In the event your dog takes off, make sure they have a microchip as a sure-fire way to identify your pup.
Double-check with your pup’s microchip company so all your contact information is up-to-date, and they have your most current contact information on file. This is especially important if you have recently moved or may have changed phone numbers.
If your pup is found and taken to a local vet or humane society, you want them to be able to contact you after they have been scanned right away so you can be successfully reunited with your dog.
Give Your Dog a Safe Place.
Give your dog (or any other species you may have as a pet) a safe place inside your home or in a secured garage if they cannot be inside your home.
If you notice that the bathroom, closet, a kennel, or a specific bedroom is one of your pup’s first “go-to” places to run to feel safe, then set them up in that area with a bed, blanket, or anything that they could comfortably lay down and try to relax.
Try Calming Aids.
Check out some of the products available or at your local stores to see what you can use to help take the edge off your dog during stressful times.
Sometimes your pup may need one or a combination of products to feel better, so don’t be disappointed or discouraged if one product doesn’t do the trick.

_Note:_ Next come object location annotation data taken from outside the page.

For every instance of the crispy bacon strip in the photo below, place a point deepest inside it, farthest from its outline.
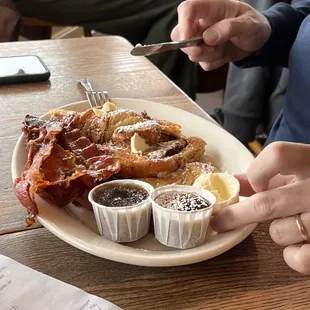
(59, 174)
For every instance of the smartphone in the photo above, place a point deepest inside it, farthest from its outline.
(23, 69)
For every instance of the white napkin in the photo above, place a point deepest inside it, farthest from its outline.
(22, 288)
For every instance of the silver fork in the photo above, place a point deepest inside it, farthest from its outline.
(95, 98)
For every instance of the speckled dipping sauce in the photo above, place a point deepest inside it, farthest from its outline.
(181, 215)
(182, 201)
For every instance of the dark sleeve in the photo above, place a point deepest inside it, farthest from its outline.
(285, 22)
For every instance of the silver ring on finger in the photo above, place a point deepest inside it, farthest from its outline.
(301, 228)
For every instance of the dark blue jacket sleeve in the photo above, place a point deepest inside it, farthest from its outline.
(285, 22)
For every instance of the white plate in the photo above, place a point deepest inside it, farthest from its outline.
(77, 226)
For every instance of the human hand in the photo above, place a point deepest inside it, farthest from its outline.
(278, 183)
(232, 30)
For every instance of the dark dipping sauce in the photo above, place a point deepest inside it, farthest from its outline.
(120, 195)
(182, 201)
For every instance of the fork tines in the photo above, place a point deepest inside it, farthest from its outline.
(97, 99)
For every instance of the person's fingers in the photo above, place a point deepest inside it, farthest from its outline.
(187, 19)
(246, 189)
(213, 65)
(298, 257)
(281, 180)
(175, 34)
(279, 158)
(224, 31)
(285, 231)
(276, 203)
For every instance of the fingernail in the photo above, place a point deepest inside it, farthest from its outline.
(211, 36)
(182, 36)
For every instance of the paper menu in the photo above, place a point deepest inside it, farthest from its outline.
(22, 288)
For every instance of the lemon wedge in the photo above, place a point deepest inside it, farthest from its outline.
(138, 144)
(109, 107)
(224, 186)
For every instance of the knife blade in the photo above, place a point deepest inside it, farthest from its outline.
(147, 50)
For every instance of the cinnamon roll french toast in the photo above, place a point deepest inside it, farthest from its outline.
(73, 151)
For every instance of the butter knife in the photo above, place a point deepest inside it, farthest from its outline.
(147, 50)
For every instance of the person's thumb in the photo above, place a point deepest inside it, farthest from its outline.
(225, 30)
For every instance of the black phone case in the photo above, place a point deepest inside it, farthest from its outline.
(27, 78)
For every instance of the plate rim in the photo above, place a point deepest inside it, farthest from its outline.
(137, 256)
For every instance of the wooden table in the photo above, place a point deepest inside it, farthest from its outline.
(250, 276)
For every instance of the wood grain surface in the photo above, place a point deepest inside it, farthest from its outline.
(106, 61)
(252, 275)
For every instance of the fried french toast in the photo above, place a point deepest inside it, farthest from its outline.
(167, 148)
(73, 151)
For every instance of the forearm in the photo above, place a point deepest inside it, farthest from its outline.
(285, 21)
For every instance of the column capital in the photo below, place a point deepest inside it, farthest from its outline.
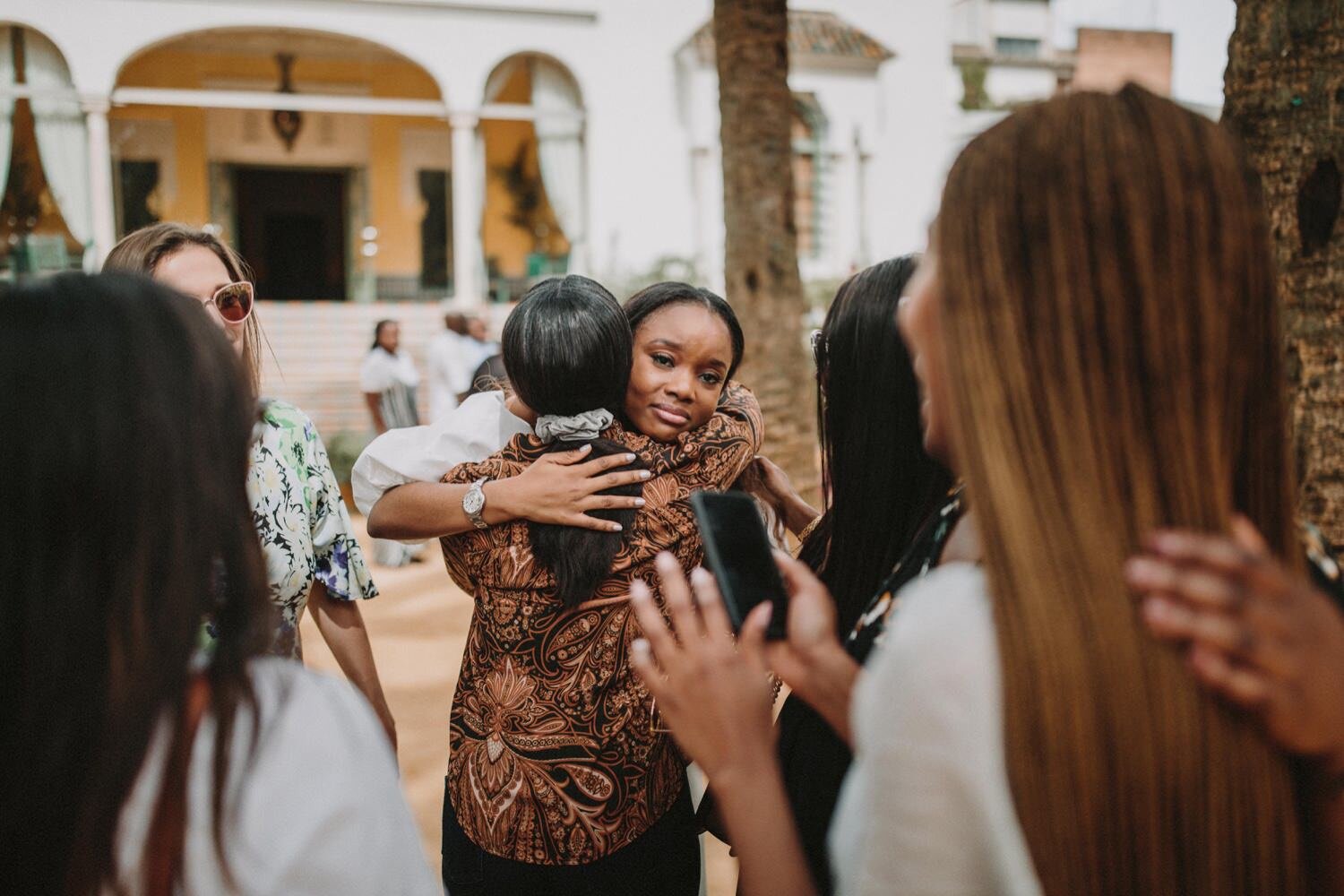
(94, 104)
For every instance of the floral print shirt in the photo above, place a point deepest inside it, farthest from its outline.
(554, 756)
(303, 522)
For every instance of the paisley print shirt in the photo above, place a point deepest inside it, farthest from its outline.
(554, 761)
(303, 522)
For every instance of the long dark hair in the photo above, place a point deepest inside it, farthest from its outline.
(567, 351)
(126, 522)
(655, 298)
(881, 484)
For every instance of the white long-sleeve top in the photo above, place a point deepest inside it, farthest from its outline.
(314, 809)
(926, 809)
(472, 432)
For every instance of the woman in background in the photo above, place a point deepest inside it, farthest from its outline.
(134, 762)
(1018, 731)
(312, 556)
(867, 408)
(389, 381)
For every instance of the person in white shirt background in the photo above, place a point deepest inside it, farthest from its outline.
(448, 357)
(389, 381)
(140, 763)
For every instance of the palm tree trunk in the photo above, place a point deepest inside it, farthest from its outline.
(1285, 97)
(761, 253)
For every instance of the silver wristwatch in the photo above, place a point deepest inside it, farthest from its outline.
(475, 501)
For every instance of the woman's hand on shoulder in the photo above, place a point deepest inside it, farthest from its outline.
(1253, 632)
(780, 495)
(562, 487)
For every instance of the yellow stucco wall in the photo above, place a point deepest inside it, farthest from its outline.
(389, 210)
(502, 241)
(397, 222)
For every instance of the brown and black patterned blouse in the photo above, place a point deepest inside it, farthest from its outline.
(553, 758)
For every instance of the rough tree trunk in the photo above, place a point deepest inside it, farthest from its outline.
(1285, 97)
(761, 254)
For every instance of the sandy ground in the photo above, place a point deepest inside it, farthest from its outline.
(417, 626)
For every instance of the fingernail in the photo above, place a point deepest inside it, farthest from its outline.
(1156, 608)
(1139, 570)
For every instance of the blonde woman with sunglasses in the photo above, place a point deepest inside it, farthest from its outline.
(312, 556)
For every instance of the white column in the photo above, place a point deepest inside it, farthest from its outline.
(101, 204)
(468, 265)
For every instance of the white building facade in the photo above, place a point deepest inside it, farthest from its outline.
(624, 107)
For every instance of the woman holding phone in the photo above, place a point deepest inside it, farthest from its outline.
(312, 556)
(1018, 731)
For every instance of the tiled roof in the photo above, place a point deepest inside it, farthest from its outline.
(811, 34)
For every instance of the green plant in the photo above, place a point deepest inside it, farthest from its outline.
(973, 85)
(524, 188)
(343, 449)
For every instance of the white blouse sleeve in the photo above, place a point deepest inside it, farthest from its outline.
(926, 807)
(470, 433)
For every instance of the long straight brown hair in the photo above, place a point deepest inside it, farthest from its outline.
(1115, 366)
(140, 253)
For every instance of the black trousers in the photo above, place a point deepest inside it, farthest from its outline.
(664, 861)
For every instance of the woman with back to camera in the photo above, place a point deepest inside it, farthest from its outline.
(136, 762)
(312, 556)
(558, 780)
(687, 347)
(1018, 732)
(865, 543)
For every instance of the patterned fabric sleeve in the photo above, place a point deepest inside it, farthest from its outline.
(338, 559)
(467, 551)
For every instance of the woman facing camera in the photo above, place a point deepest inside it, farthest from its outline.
(559, 780)
(312, 556)
(137, 763)
(1096, 332)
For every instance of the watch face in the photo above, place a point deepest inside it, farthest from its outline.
(473, 501)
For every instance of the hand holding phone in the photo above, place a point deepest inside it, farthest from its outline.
(737, 549)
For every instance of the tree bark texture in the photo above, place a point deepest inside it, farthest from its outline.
(1285, 99)
(761, 252)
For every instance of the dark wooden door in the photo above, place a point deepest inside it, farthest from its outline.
(292, 230)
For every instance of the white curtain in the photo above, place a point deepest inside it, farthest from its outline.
(559, 139)
(5, 105)
(62, 140)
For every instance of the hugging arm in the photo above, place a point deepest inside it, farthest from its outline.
(1266, 641)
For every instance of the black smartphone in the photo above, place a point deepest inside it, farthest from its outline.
(737, 551)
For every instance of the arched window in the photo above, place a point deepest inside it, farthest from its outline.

Every dog is different (just like humans), so your pup might need various methods to help get the job done.
In some cases, your fur kid may need a little something more substantial like prescription medication from your veterinarian, so be sure to call in to get any medication as soon as possible to avoid not having anything when those stressful moments start up.
When using any calming aids or medication, it’s important to remember to give your dog any supplement or medicines BEFORE they get too anxious and are out of sorts.
Suppose your dog’s adrenaline is already pumping and they are stressed out. In that case, any supplement or medication may take much longer to kick in or be rendered ineffective altogether.
Remember that although you may love all the firework fun, your pup might not be as enthusiastic about the fun as you are. Be kind to your furry ohana and set yourselves up for a safe holiday night.